Whatever sector and role you are in, the last year has been a tough one for everyone, both professionally and personally. Teams have been challenged like never before, whether having to start working together entirely remotely or being thrown into unprecedented, frantically busy circumstances on the frontline.
With the health crisis of the pandemic turning into a deep economic crisis for the UK, the next year isn’t likely to be much easier for organisations. In this context, it perhaps has never been so important for teams to be able to work seamlessly together, to innovate and create great organisational outcomes.
Taking a strengths-based approach is a key ingredient for creating a high-performing team, as we will explore in this article. And a wider focus on strengths, feedback and praise is integral to enabling teams to create and experience ‘flow’ together. Flow is the optimum state of intrinsic motivation, in which people experience peak performance and greater wellbeing.
Why strengths and feedback matter
Being part of a cohesive team means having a sense of unity and mutual commitment and accountability. Each member of the team has their own unique strengths and it is by blending them together that the team is able to flow collectively and achieve high performance.
Timely, constructive and relevant feedback, linked to strengths, helps the individual team members to know whether their actions have driven the team forward towards its goal. Research on the theory of flow has also shown that clear and unambiguous feedback fosters individual flow.
Constructive feedback and open communication helps improve performance and unambiguous praise is also an important element of feedback and critical to achieving flow. Gallup data says that receiving regular praise at work makes people more productive and engaged, as well as boosting their wellbeing and increasing customer satisfaction scores. Not to be sniffed at.
So why the focus on strengths? Using strengths gives us the best chance of building deep connections quickly in our work relationships – much needed when teams are thrown together or find themselves facing a new challenge suddenly.
There is a wealth of research that also shows the value of strengths in individual, organisational and team performance. According to Gallup, using our strengths everyday as an individual makes us more engaged and productive. And when it comes to team performance, Gallup research has found that teams who focus on their strengths every day are 12-15% more productive.

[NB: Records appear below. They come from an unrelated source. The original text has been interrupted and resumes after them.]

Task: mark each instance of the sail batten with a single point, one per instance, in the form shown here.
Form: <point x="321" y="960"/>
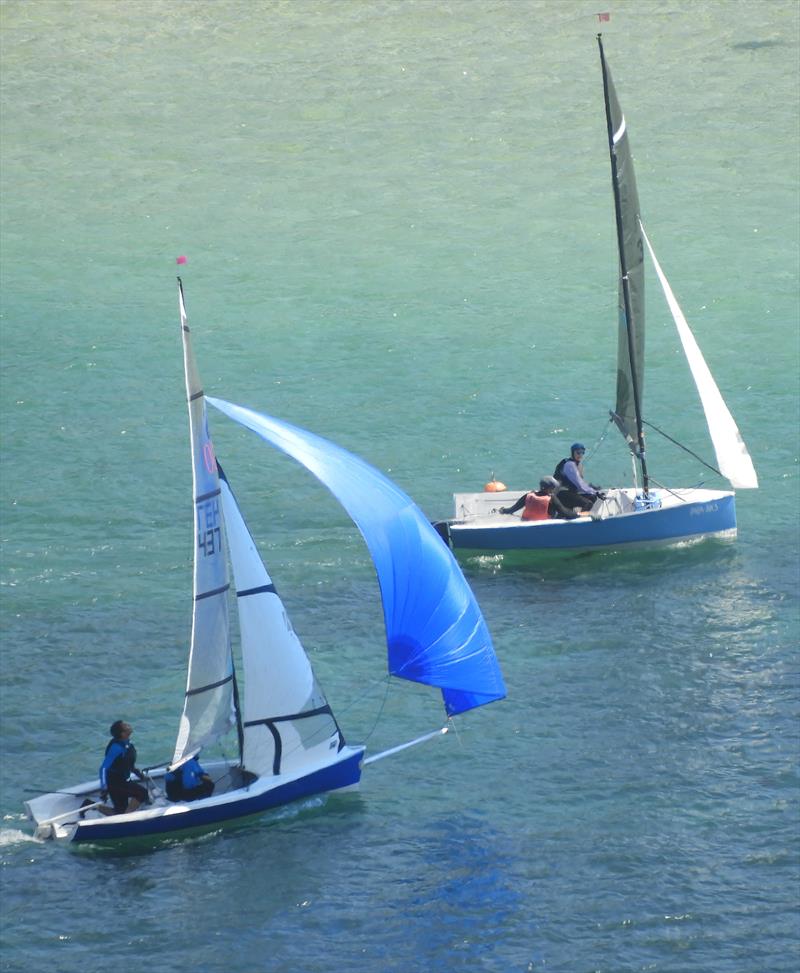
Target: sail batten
<point x="733" y="458"/>
<point x="435" y="631"/>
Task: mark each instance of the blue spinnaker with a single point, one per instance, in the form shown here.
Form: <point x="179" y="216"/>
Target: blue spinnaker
<point x="435" y="631"/>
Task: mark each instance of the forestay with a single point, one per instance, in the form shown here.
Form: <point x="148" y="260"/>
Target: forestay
<point x="208" y="709"/>
<point x="435" y="631"/>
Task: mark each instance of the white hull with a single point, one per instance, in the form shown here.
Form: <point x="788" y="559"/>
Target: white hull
<point x="683" y="515"/>
<point x="57" y="815"/>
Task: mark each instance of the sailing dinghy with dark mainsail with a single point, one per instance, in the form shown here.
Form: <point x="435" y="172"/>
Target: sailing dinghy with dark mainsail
<point x="637" y="515"/>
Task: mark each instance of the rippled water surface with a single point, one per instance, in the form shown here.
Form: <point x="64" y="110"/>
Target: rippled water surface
<point x="398" y="224"/>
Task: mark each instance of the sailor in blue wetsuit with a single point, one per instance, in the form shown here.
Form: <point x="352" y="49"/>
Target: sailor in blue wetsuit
<point x="116" y="770"/>
<point x="189" y="782"/>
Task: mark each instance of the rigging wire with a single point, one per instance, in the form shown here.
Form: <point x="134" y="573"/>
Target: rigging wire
<point x="681" y="446"/>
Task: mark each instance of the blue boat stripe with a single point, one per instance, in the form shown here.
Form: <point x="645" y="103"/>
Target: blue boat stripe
<point x="207" y="496"/>
<point x="264" y="588"/>
<point x="210" y="594"/>
<point x="211" y="685"/>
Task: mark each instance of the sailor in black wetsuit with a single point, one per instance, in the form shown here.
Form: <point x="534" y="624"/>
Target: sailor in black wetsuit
<point x="576" y="492"/>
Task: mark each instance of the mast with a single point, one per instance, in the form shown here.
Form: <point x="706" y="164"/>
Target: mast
<point x="624" y="280"/>
<point x="210" y="705"/>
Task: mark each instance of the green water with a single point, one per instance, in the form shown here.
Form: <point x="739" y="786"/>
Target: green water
<point x="399" y="232"/>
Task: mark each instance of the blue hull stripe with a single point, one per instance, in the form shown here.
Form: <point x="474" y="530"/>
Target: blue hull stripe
<point x="343" y="774"/>
<point x="670" y="524"/>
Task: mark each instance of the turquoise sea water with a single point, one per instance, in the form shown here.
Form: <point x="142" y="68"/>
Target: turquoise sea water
<point x="398" y="224"/>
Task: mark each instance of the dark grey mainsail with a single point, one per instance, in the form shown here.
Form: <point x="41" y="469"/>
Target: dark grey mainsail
<point x="630" y="353"/>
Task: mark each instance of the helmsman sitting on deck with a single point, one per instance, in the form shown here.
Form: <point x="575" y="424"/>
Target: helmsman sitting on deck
<point x="189" y="782"/>
<point x="544" y="504"/>
<point x="576" y="491"/>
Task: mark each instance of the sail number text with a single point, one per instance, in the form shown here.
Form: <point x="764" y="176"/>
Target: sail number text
<point x="209" y="534"/>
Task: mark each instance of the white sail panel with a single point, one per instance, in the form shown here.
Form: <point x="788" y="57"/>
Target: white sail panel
<point x="732" y="456"/>
<point x="287" y="721"/>
<point x="208" y="710"/>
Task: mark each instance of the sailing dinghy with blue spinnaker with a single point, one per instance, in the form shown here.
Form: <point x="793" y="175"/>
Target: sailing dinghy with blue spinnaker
<point x="637" y="515"/>
<point x="290" y="744"/>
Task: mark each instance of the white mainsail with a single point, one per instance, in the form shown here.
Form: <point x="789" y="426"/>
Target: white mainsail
<point x="208" y="708"/>
<point x="287" y="721"/>
<point x="732" y="456"/>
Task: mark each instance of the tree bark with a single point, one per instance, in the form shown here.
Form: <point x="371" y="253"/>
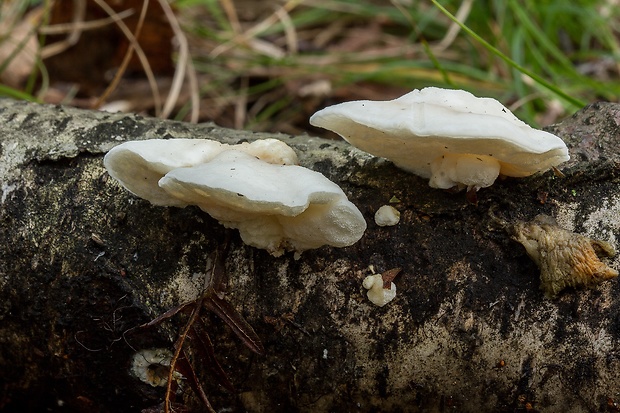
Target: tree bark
<point x="83" y="262"/>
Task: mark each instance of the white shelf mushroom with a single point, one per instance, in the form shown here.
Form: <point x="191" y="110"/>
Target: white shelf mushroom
<point x="274" y="207"/>
<point x="139" y="165"/>
<point x="449" y="136"/>
<point x="253" y="187"/>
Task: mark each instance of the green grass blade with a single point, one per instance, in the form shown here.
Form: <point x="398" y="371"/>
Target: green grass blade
<point x="538" y="79"/>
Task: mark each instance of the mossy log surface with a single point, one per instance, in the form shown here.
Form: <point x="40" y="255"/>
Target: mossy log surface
<point x="83" y="261"/>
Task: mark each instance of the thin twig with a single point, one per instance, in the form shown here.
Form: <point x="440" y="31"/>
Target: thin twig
<point x="134" y="46"/>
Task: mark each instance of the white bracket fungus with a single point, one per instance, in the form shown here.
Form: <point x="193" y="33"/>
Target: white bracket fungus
<point x="449" y="136"/>
<point x="253" y="187"/>
<point x="139" y="165"/>
<point x="387" y="216"/>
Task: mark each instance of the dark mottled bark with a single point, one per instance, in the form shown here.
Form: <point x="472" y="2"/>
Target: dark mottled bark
<point x="83" y="261"/>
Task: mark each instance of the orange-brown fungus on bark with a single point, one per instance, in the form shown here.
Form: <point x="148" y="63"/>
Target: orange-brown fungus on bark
<point x="565" y="259"/>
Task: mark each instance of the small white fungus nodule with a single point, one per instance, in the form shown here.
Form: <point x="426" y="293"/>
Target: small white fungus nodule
<point x="151" y="366"/>
<point x="451" y="137"/>
<point x="387" y="216"/>
<point x="376" y="293"/>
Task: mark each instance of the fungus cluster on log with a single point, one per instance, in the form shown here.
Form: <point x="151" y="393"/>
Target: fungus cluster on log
<point x="451" y="137"/>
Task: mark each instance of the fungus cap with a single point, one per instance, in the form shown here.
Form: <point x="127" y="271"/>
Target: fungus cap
<point x="449" y="136"/>
<point x="139" y="165"/>
<point x="274" y="207"/>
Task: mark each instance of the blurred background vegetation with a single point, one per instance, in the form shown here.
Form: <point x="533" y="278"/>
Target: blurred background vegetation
<point x="268" y="65"/>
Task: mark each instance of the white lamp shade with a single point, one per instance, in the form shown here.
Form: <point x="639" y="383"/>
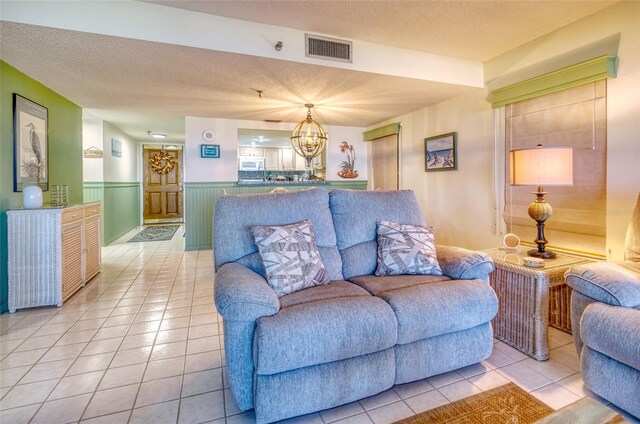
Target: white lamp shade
<point x="542" y="166"/>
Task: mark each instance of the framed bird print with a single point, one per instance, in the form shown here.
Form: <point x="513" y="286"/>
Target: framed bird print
<point x="30" y="144"/>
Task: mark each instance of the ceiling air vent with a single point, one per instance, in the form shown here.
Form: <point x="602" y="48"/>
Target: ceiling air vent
<point x="328" y="48"/>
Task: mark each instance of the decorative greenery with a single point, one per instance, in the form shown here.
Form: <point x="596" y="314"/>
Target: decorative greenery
<point x="162" y="162"/>
<point x="347" y="167"/>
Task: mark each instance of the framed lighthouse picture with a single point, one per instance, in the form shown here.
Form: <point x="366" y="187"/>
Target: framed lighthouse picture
<point x="30" y="144"/>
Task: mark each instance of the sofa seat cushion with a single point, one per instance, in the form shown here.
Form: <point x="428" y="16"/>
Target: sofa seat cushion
<point x="378" y="285"/>
<point x="438" y="307"/>
<point x="332" y="290"/>
<point x="324" y="331"/>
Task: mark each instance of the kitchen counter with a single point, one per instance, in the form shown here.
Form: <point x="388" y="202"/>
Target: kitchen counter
<point x="272" y="183"/>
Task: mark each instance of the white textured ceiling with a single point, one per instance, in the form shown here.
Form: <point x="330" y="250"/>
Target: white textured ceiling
<point x="132" y="82"/>
<point x="475" y="30"/>
<point x="142" y="85"/>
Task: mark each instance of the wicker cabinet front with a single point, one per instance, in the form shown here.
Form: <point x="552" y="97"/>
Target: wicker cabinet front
<point x="52" y="253"/>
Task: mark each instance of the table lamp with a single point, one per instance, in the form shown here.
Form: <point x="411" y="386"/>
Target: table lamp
<point x="539" y="166"/>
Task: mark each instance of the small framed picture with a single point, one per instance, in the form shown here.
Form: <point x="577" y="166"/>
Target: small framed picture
<point x="440" y="152"/>
<point x="30" y="144"/>
<point x="116" y="148"/>
<point x="209" y="150"/>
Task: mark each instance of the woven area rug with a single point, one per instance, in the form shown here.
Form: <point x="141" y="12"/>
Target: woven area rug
<point x="504" y="404"/>
<point x="155" y="233"/>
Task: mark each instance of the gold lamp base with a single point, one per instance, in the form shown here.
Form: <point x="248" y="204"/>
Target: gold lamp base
<point x="540" y="211"/>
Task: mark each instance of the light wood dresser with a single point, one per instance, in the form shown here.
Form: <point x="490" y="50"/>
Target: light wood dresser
<point x="53" y="252"/>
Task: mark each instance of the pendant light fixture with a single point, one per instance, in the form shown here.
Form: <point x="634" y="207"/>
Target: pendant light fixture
<point x="308" y="138"/>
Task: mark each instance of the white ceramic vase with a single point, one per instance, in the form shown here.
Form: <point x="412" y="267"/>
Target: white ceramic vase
<point x="32" y="197"/>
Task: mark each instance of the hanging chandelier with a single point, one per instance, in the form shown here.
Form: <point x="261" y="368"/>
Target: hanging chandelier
<point x="308" y="138"/>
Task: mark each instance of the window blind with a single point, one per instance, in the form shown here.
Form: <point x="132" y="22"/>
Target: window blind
<point x="576" y="118"/>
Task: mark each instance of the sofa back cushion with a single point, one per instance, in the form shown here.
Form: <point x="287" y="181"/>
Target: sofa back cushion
<point x="355" y="216"/>
<point x="235" y="215"/>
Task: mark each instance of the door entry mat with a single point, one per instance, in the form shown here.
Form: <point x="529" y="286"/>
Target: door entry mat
<point x="504" y="404"/>
<point x="155" y="233"/>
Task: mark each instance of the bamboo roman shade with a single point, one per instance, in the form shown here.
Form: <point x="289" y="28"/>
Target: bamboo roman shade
<point x="385" y="156"/>
<point x="576" y="118"/>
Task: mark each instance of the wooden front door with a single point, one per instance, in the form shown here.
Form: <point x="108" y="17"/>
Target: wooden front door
<point x="162" y="185"/>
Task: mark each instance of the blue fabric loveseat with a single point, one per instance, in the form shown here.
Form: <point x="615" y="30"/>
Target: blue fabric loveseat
<point x="356" y="336"/>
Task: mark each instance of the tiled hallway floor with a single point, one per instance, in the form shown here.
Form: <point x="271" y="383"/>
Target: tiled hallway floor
<point x="142" y="343"/>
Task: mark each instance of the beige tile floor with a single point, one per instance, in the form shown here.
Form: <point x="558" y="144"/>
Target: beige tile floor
<point x="143" y="343"/>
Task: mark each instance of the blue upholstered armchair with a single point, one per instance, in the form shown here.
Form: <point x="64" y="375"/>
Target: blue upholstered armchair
<point x="605" y="314"/>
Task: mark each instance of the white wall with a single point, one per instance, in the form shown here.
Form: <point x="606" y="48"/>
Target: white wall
<point x="458" y="204"/>
<point x="225" y="169"/>
<point x="125" y="168"/>
<point x="616" y="31"/>
<point x="92" y="168"/>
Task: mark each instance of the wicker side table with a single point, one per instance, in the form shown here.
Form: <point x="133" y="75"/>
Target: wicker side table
<point x="526" y="308"/>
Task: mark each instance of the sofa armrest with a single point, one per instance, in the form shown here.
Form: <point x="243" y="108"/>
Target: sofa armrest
<point x="464" y="264"/>
<point x="242" y="295"/>
<point x="613" y="331"/>
<point x="606" y="282"/>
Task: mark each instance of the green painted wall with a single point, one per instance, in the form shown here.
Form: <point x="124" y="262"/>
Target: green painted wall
<point x="65" y="149"/>
<point x="200" y="199"/>
<point x="120" y="207"/>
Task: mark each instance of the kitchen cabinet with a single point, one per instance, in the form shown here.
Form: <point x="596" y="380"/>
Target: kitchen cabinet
<point x="53" y="252"/>
<point x="252" y="151"/>
<point x="318" y="161"/>
<point x="272" y="159"/>
<point x="301" y="163"/>
<point x="288" y="161"/>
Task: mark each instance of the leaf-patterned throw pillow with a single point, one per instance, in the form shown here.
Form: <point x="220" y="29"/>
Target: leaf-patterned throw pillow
<point x="406" y="249"/>
<point x="290" y="256"/>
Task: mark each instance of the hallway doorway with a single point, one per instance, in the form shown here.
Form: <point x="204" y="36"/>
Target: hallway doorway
<point x="162" y="184"/>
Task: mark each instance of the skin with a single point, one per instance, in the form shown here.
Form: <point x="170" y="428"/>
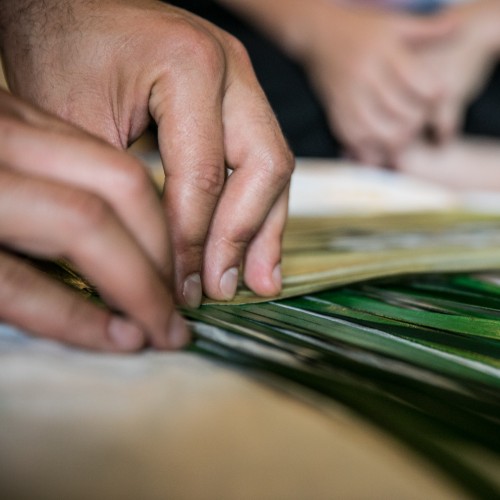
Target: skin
<point x="374" y="87"/>
<point x="59" y="199"/>
<point x="463" y="63"/>
<point x="111" y="66"/>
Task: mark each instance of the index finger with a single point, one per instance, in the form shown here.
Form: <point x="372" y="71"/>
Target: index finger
<point x="187" y="107"/>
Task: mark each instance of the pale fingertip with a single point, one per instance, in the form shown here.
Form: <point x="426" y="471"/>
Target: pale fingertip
<point x="229" y="283"/>
<point x="125" y="335"/>
<point x="277" y="277"/>
<point x="192" y="291"/>
<point x="178" y="334"/>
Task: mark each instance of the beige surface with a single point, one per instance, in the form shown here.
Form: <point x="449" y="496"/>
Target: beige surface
<point x="153" y="426"/>
<point x="80" y="425"/>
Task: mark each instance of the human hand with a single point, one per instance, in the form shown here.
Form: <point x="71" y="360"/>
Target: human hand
<point x="463" y="62"/>
<point x="110" y="66"/>
<point x="376" y="92"/>
<point x="66" y="194"/>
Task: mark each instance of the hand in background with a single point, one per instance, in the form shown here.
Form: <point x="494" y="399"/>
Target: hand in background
<point x="463" y="62"/>
<point x="376" y="91"/>
<point x="66" y="194"/>
<point x="109" y="66"/>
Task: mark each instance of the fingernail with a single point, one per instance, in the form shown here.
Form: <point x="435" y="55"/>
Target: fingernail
<point x="229" y="283"/>
<point x="124" y="334"/>
<point x="277" y="276"/>
<point x="178" y="334"/>
<point x="191" y="291"/>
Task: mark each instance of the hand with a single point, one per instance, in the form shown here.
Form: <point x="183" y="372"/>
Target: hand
<point x="463" y="62"/>
<point x="109" y="66"/>
<point x="375" y="90"/>
<point x="66" y="194"/>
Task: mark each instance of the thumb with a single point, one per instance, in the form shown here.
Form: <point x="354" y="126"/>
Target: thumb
<point x="421" y="30"/>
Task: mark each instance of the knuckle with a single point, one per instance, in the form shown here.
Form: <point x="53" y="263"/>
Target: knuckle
<point x="208" y="179"/>
<point x="131" y="181"/>
<point x="236" y="49"/>
<point x="200" y="49"/>
<point x="276" y="166"/>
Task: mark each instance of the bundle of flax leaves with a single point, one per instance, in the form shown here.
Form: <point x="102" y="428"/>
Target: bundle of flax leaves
<point x="417" y="354"/>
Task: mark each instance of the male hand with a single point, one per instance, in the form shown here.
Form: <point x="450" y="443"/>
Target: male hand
<point x="109" y="66"/>
<point x="64" y="194"/>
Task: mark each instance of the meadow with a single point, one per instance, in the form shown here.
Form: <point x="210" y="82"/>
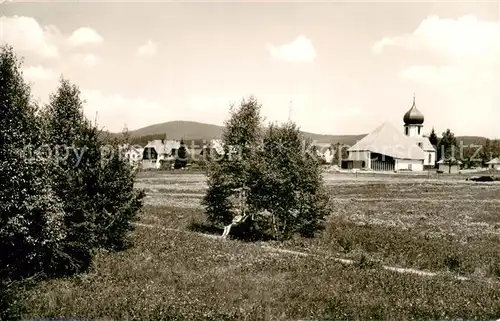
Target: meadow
<point x="394" y="248"/>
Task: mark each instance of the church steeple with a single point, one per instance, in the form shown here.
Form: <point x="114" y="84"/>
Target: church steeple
<point x="413" y="116"/>
<point x="413" y="121"/>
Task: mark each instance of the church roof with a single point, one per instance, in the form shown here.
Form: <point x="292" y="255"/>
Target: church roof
<point x="388" y="140"/>
<point x="426" y="144"/>
<point x="413" y="116"/>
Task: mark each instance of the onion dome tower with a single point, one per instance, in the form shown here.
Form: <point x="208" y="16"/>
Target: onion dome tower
<point x="413" y="121"/>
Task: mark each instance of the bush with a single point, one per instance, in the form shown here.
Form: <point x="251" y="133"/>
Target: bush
<point x="232" y="171"/>
<point x="287" y="182"/>
<point x="93" y="178"/>
<point x="30" y="214"/>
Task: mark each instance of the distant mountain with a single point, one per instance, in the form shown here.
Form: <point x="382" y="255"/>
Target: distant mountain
<point x="196" y="131"/>
<point x="187" y="130"/>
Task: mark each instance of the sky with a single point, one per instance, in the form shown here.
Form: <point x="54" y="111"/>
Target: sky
<point x="332" y="67"/>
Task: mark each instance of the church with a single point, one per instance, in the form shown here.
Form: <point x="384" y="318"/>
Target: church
<point x="389" y="149"/>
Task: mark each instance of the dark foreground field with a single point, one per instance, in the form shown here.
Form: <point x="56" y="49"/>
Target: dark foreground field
<point x="443" y="235"/>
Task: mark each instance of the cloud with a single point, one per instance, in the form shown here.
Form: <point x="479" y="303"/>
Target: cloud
<point x="25" y="34"/>
<point x="300" y="50"/>
<point x="85" y="36"/>
<point x="466" y="37"/>
<point x="38" y="73"/>
<point x="91" y="60"/>
<point x="148" y="50"/>
<point x="114" y="111"/>
<point x="434" y="75"/>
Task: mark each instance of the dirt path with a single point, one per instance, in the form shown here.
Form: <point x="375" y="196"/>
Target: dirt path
<point x="304" y="254"/>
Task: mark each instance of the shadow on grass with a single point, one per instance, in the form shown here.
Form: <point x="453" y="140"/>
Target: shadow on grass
<point x="245" y="232"/>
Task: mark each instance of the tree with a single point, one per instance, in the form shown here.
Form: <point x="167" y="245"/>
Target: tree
<point x="226" y="175"/>
<point x="93" y="178"/>
<point x="433" y="139"/>
<point x="276" y="172"/>
<point x="487" y="151"/>
<point x="287" y="183"/>
<point x="447" y="146"/>
<point x="339" y="153"/>
<point x="30" y="213"/>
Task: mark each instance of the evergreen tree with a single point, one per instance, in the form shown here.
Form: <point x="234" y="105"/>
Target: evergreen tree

Creating a positive feedback loop
Developing a culture of strengths-based feedback and praise means moving from a place where people are told about their weaknesses in annual performance reviews and even getting beyond that prevalent process: the anonymous 360-feedback survey.
The ideal is a culture where teams regularly ask their colleagues for feedback, using questions tied to work expectations, and where strengths are used in feedback and praise whenever someone has accomplished a task or achieved an outcome.
Taking a strength-based approach doesn’t mean ignoring underperformance, quite the opposite in fact as a focus on strengths can help to address underperformance.
Using strengths in all performance conversations helps develop open and trusting relationships, meaning that difficult conversations become easier. Focusing on strengths also allows people to reflect on what really motivates them, and can therefore help find the root cause of underperformance and lead people to re-craft their roles or find something else that suits them better. When we are given specific feedback that relates to our strengths it’s relating to what we do best, what we enjoy, what we are confident in and it tells us that that person really knows us, knows who we are as a unique human, knows what we care about and develops a bond. It is a powerful communication approach that is so subtly different to how we might communicate generally, with what can create a positive emotional impact.
Using strengths in our feedback positively creates inclusive teams, where each person’s unique characteristics are celebrated, respected and valued. Using strengths language provides a safe and positive platform for people to be more vulnerable in offering their own personal stories and experiences without judgement or assumptions being made negatively. This creates a safe climate where people feel equally respected and included in work and beyond.
Learning to do all of this well creates a positive climate in a team. It increases trust, respect, unity and feelings of belonging, and contributes to teams flowing seamlessly and joyfully together. The next year is going to be challenging for all of us. Let’s aim to create the kind of positive environments that make work better for our teams, and so create fantastic organisational outcomes.